Patrick Wodni: Das fängt schon in der Küche an. Die Mitarbeiter einer Kantine können sich nur wenig mit dem Beruf des Kochs identifizieren, wenn Sie täglich Tiefkühltüten aufreißen, für zehn Minuten in den Dampf schieben und das dann als Möhrengemüse verkaufen. Wenn ich im Jahr davor mit einem Bauern aus der Nachbarschaft eine Anbauplanung erstelle und wenn ich dann die Möhren frisch vom Acker in der Küche liegen habe, dann erfahre ich mich als Teil einer Bewegung. Es geht darum, das Eigeninteresse an unserem täglichen Essen zu fördern und Strukturen zu schaffen, in denen wieder Platz für dieses Eigeninteresse ist. Wir müssen aufhören, Ernährung als Kostenfaktor zu begreifen, sondern als etwas, dass unser Leben im Positiven prägt.

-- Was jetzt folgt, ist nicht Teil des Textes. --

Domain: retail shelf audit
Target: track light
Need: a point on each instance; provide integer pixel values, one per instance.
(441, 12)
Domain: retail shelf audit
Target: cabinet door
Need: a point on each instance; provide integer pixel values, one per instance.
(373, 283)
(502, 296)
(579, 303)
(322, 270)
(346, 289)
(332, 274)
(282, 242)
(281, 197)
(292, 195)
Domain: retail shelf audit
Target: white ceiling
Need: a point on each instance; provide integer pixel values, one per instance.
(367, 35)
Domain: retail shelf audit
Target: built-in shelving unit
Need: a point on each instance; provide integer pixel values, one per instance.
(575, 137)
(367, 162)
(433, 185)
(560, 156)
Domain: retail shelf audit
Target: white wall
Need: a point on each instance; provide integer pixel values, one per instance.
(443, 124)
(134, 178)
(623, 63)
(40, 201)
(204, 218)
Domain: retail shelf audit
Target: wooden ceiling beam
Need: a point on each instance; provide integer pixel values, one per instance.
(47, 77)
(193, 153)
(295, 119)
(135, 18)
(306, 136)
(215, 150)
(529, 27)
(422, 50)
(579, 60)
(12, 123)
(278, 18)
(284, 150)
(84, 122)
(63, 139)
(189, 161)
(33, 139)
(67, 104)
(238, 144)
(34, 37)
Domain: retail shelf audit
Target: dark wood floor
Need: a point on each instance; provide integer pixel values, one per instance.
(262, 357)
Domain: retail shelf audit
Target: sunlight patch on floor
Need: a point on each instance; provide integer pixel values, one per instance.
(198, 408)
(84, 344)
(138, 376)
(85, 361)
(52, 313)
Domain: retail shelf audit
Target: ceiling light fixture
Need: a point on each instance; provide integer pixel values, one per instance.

Stadt Land Food: Weil die allzu flüchtige, billige Ernährung unser Leben sonst im Negativen prägen wird?

Patrick Wodni: Im Moment ist es so, dass wir Ressourcen verbrauchen, die uns dauerhaft gar nicht zur Verfügung stehen. Wir können jetzt einfach so tun, als wären diese Ressourcen für immer vorhanden. Dann werden wir uns aber irgendwann vor Tellern wiederfinden, die auch im Blade Runner serviert werden könnten.